Claques facilmente instrumentalizadas para causar instabilidade e destruição dentro do Sporting não devem ter palco e muito menos serem patrocinadas pelo dinheiro do clube. Eu como sócio, com quotas em dia, não votei em claques para autodestruir o clube.

Convém lembrar que o Sporting já existia antes das claques e vai continuar bem vivo mesmo sem claques. São os sócios, adeptos e simpatizantes – cerca de 3,5 milhões de pessoas, segundo as estimativas – a razão de ser do Sporting e que constituem a sua alma.

Frederico Varandas, eleito democraticamente, devia ter cortado todo o apoio às claques envolvidas no terramoto de Alcochete logo que assumiu a presidência. A decisão é tardia, mas mais vale agora do que nunca.  

É preciso pulso firme, Dr. Varandas, e não ter receio de decidir para limpar, equilibrar e dar rumo à Nação Verde, para poderemos ser “Tão grandes como os maiores da Europa”.

Nisto, estou com Varandas

A Direcção leonina encabeçada por Frederico Varandas tem revelado uma conduta pusilânime, parecendo andar à deriva em diversas circunstâncias. Obviamente, com reflexos dentro dos estádios e dos pavilhões. Esta fraqueza produz contágio e os atletas não são imunes aos seus reflexos, tal como as equipas técnicas.

Feito este preâmbulo, condeno sem reservas a atitude miserável dos revanchistas da Juve Leo, que urram por lhes ter sido fechada a torneira da candonga. Esta noite ficou enfim também fechada a torneira do apoio logístico que o Sporting lhe prestava, como revelou a cúpula leonina num extenso comunicado tornado público.

Se há erro nesta atitude, é apenas pecar por tardia. As claques, que nenhum sócio elegeu nem representam ninguém, só têm razão de existir se for para expressar apoio militante aos atletas que servem o Sporting. Se for para insultar, intimidar, injuriar, ameaçar e agredir, não fazem a menor falta. Nos últimos dias, duas destas claques (a outra é a Directivos Ultra XXI) tiveram comportamentos absolutamente reprováveis - manchando e enxovalhando, aos olhos dos portugueses, a imagem desta respeitável instituição de reconhecida utilidade pública que é a casa comum de todos nós.
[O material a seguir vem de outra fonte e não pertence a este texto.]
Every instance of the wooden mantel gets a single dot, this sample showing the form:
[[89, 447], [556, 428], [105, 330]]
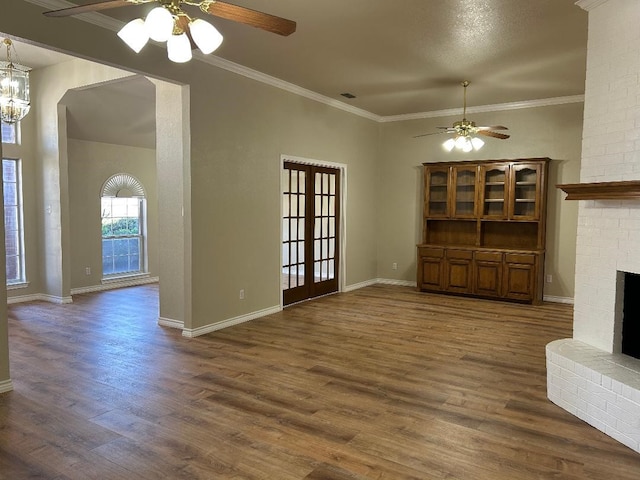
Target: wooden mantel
[[602, 190]]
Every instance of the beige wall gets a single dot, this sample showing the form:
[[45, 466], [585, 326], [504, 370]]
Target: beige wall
[[90, 165], [552, 131], [48, 87], [239, 130]]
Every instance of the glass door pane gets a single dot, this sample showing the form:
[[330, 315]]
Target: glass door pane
[[310, 245], [495, 192], [465, 192], [525, 191]]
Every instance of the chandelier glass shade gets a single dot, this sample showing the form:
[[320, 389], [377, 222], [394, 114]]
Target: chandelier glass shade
[[14, 88], [466, 143], [465, 138], [163, 24]]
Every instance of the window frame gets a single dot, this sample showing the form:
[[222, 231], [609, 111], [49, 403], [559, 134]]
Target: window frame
[[141, 236], [21, 264], [16, 132]]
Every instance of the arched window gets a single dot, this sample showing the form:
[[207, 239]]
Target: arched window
[[123, 226]]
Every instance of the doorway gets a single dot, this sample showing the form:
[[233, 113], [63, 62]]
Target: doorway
[[310, 231]]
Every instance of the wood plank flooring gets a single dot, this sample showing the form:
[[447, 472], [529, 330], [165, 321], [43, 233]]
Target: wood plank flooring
[[380, 383]]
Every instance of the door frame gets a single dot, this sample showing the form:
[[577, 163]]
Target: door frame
[[342, 237]]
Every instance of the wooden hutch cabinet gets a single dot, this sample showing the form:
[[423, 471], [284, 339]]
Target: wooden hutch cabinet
[[484, 228]]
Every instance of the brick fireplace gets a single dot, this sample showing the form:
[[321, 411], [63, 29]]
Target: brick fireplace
[[588, 375]]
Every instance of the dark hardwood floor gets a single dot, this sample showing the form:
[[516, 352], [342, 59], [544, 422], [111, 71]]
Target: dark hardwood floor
[[379, 383]]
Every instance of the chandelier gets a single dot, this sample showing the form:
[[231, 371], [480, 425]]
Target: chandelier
[[169, 23], [14, 88]]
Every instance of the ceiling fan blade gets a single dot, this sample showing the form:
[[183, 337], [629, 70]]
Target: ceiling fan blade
[[267, 22], [494, 127], [427, 134], [183, 24], [489, 133], [91, 7]]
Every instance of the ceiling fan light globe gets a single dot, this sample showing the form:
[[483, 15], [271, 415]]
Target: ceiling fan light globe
[[134, 34], [477, 143], [206, 36], [448, 145], [159, 24], [179, 48], [461, 142]]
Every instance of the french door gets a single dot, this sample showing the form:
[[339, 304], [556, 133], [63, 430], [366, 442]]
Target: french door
[[310, 231]]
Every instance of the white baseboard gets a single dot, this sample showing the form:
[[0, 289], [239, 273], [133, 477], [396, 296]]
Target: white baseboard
[[356, 286], [39, 297], [171, 323], [6, 386], [196, 332], [132, 282], [551, 298]]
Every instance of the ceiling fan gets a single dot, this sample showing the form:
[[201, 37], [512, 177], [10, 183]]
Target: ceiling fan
[[464, 131], [170, 22]]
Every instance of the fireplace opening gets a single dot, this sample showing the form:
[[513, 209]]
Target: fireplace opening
[[631, 315]]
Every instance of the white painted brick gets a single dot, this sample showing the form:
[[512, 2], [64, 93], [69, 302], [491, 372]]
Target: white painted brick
[[600, 415], [600, 395], [625, 440], [623, 417], [594, 422], [573, 380]]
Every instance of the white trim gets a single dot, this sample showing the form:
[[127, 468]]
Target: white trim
[[357, 286], [589, 5], [17, 285], [6, 386], [554, 299], [499, 107], [171, 323], [342, 267], [42, 297], [39, 297], [401, 283], [196, 332], [24, 298], [109, 23], [116, 283]]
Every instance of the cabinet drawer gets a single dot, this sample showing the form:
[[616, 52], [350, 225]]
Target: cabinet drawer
[[524, 258], [489, 256], [461, 254], [431, 252]]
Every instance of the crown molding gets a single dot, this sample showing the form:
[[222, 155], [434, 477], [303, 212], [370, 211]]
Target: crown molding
[[112, 24], [589, 5], [499, 107]]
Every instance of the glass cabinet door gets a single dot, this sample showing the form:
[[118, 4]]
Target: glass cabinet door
[[526, 181], [437, 193], [495, 191], [464, 192]]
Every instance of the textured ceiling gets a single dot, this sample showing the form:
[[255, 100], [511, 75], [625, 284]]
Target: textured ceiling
[[409, 56]]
Nisto, estou com Varandas. Creio que neste momento já só o apoio nesta causa.

Só peca por tardio

O fim do protocolo do Sporting Clube de Portugal com as claques. Apesar de criticar abertamente Frederico Varandas e defender antecipação de eleições, nesta matéria estou totalmente de acordo com a orientação do clube.
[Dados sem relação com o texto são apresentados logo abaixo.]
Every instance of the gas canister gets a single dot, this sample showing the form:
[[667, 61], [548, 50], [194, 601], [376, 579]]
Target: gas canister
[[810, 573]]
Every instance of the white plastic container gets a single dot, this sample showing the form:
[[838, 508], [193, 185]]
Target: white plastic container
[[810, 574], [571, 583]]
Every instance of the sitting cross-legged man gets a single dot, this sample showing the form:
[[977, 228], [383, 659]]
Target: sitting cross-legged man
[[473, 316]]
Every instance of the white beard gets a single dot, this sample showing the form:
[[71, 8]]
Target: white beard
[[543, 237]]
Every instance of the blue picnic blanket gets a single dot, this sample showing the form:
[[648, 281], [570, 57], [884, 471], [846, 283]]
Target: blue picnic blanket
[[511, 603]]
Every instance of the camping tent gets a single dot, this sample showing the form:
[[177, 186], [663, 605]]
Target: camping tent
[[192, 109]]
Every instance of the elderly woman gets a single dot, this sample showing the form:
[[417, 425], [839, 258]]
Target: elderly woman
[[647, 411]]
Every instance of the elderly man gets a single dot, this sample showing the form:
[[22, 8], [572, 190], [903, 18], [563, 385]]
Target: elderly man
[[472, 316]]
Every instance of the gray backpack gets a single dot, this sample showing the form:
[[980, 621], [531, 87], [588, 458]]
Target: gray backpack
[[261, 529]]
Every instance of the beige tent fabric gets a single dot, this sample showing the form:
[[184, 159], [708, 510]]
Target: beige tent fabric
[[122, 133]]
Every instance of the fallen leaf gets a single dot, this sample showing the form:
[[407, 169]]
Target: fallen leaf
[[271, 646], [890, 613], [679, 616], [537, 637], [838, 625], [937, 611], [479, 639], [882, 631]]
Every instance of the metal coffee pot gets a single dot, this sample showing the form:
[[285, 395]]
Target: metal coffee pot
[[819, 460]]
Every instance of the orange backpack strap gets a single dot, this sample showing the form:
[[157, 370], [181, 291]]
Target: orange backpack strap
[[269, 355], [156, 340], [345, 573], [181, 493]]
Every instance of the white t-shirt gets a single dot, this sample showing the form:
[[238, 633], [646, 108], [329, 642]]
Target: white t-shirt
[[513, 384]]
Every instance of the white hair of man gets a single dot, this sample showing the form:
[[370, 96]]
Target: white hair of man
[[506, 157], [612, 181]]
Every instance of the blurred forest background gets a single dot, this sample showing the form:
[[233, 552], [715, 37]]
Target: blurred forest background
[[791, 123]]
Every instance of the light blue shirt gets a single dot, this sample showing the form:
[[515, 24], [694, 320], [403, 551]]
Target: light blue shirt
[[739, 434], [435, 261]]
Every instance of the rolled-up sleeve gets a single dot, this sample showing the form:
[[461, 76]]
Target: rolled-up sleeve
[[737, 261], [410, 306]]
O desporto deve ser um espectáculo, onde não cabem arruaça, violência, insulto, a tal patética mentalidade a que chamam ultra. Quando em criança comecei a frequentar estádios de futebol, pela mão do meu pai, era uma festa ir ao futebol e já existiam rivalidades. Se queremos ser grandes, há que seguir os bons exemplos de Inglaterra e Espanha.
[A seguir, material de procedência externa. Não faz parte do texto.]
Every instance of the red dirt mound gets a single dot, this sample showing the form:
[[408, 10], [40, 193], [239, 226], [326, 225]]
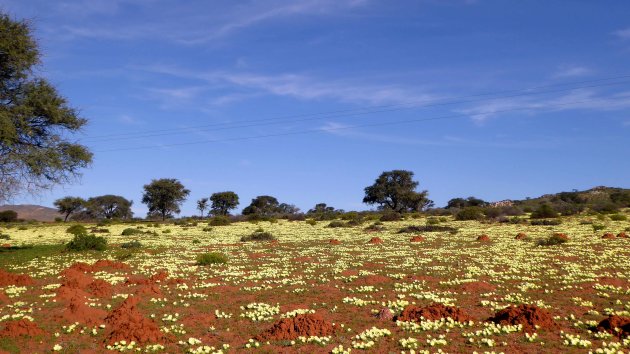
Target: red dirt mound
[[609, 324], [21, 327], [7, 278], [562, 236], [432, 312], [301, 325], [385, 314], [127, 323], [529, 316], [483, 238], [100, 288], [375, 241]]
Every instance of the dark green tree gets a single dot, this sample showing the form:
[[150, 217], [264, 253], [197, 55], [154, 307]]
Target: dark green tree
[[263, 205], [202, 205], [396, 190], [35, 120], [164, 196], [223, 202], [69, 205], [109, 207]]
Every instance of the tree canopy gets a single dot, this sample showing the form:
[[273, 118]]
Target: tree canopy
[[164, 196], [223, 202], [396, 190], [35, 120]]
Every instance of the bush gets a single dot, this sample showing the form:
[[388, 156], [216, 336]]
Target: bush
[[8, 216], [258, 235], [337, 223], [469, 213], [211, 258], [552, 240], [428, 228], [131, 244], [545, 222], [77, 230], [391, 217], [544, 211], [618, 217], [131, 232], [83, 242], [220, 221]]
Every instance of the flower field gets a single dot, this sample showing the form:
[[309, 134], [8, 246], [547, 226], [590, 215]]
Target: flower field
[[304, 293]]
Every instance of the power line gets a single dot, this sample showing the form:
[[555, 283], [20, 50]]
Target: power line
[[357, 111], [318, 130]]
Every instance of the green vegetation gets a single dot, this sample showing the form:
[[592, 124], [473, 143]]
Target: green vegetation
[[211, 258]]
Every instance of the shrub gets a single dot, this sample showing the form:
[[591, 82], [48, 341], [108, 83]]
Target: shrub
[[598, 227], [219, 221], [428, 228], [552, 240], [469, 213], [337, 223], [8, 216], [83, 242], [211, 258], [131, 244], [391, 217], [433, 221], [544, 211], [259, 235], [77, 230], [618, 217], [131, 232], [545, 222]]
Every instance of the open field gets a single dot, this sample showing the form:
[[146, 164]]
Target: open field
[[174, 305]]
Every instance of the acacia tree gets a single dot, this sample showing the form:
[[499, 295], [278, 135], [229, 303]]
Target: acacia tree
[[223, 202], [109, 207], [396, 190], [202, 205], [35, 120], [164, 197], [263, 205], [69, 205]]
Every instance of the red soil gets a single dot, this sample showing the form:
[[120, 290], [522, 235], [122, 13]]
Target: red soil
[[483, 238], [21, 327], [529, 316], [127, 323], [385, 314], [432, 312], [301, 325], [478, 287], [609, 324], [375, 241], [7, 278], [562, 236]]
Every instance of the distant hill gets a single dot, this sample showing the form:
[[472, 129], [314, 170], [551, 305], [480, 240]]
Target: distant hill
[[33, 212]]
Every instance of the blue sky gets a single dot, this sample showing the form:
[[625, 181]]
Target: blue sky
[[310, 101]]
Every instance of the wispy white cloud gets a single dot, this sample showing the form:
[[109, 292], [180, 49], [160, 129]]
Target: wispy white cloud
[[623, 33], [579, 99], [567, 71]]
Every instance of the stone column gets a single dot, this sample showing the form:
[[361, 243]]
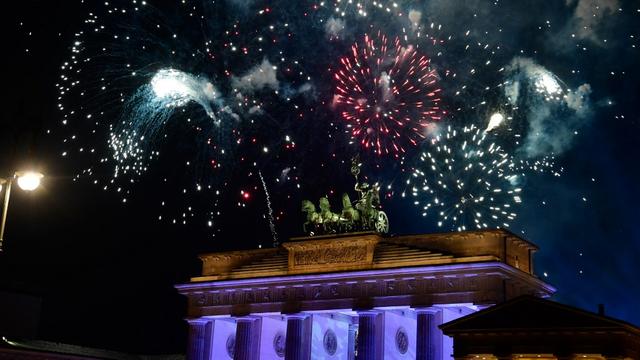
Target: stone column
[[298, 340], [428, 335], [247, 345], [370, 335], [351, 347], [199, 343]]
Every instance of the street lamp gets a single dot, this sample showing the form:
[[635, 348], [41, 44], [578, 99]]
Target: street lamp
[[27, 181]]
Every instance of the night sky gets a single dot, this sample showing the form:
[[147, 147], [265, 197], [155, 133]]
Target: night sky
[[168, 129]]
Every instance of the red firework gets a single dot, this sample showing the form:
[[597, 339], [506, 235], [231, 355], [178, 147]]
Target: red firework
[[387, 93]]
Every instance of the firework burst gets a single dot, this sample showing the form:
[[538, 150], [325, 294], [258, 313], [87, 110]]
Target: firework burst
[[466, 180], [387, 94]]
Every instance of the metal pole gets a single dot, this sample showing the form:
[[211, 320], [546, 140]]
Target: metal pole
[[7, 193]]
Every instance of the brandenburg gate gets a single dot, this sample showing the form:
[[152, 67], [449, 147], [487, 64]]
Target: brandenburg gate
[[352, 296]]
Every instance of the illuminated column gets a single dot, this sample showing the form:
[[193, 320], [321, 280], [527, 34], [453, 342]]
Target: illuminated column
[[370, 335], [247, 338], [199, 339], [428, 335], [298, 340]]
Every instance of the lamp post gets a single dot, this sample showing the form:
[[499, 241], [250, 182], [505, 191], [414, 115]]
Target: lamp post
[[27, 181]]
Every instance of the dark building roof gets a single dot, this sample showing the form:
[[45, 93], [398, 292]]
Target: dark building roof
[[532, 325], [369, 251], [534, 313], [38, 349]]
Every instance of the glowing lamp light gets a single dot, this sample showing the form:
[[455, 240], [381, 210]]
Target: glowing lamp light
[[29, 181]]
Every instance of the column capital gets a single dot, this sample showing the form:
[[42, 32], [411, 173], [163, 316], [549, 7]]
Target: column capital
[[198, 321], [246, 318], [370, 312], [427, 310], [300, 316]]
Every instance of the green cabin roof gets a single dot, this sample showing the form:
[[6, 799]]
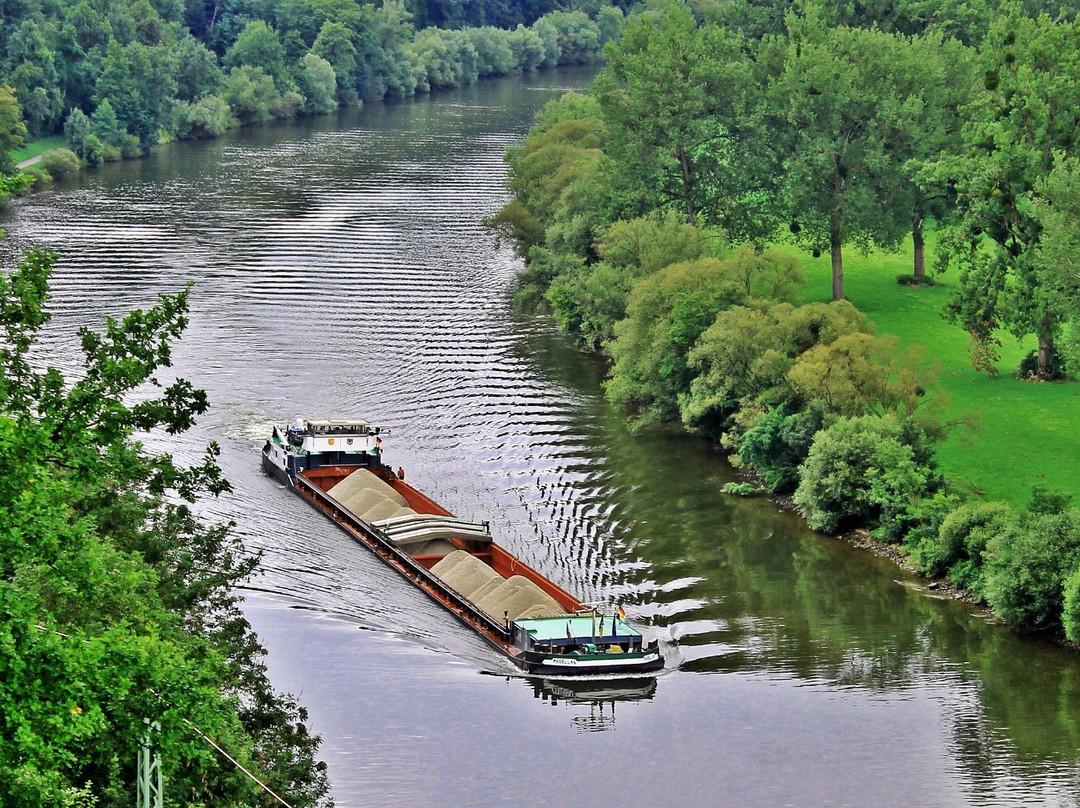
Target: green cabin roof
[[579, 627]]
Se os parasitas não fazem falta, quero acreditar que a maior parte dos membros das claques, que não os seus cabecilhas, irão continuar a mostrar o seu amor ao clube. É hora de separar o trigo do joio.

F. Varandas cada vez mais perto do fim da linha...

Frederico Varandas é legitimamente presidente do Sporting Clube de Portugal, porque foi eleito com a maioria dos votos dos sócios. Podemos concordar ou discordar dos estatutos, mas temos os que foram aprovados em AG pelos sócios. Não há, nem pode haver, AG legítimas e outras ilegítimas consoante o resultado nos agrade ou não, por muito que alguns lunáticos continuem a falar em golpe, usurpação e outras teorias rocambolescas, enquanto não reconhecerem todos os resultados, não serão levados a sério e nada conseguirão mudar no clube. Continuarão a ser parte do problema e jamais farão parte da solução.

Também não coloco em causa o sportinguismo do presidente e demais membros dos órgãos sociais do clube. Ser sportinguista não é um direito de nascença, mas uma escolha que todos fizemos em determinada altura da nossa vida, pouco importa se influenciados ou não, cada um terá a sua história. Respeito por isso a pessoa, como aliás todas as pessoas, neste caso em particular os sportinguistas, pelo que jamais alinharei ou pactuarei em insultos ad hominem, seja a quem for. Repudio tal caminho, mas não surpreende que as claques do clube, muito em particular a que se julga acima das outras e tem sido favorecida ao longo de anos, escolha essa via para reclamar a mudança de rumo no clube. Não os seguirei.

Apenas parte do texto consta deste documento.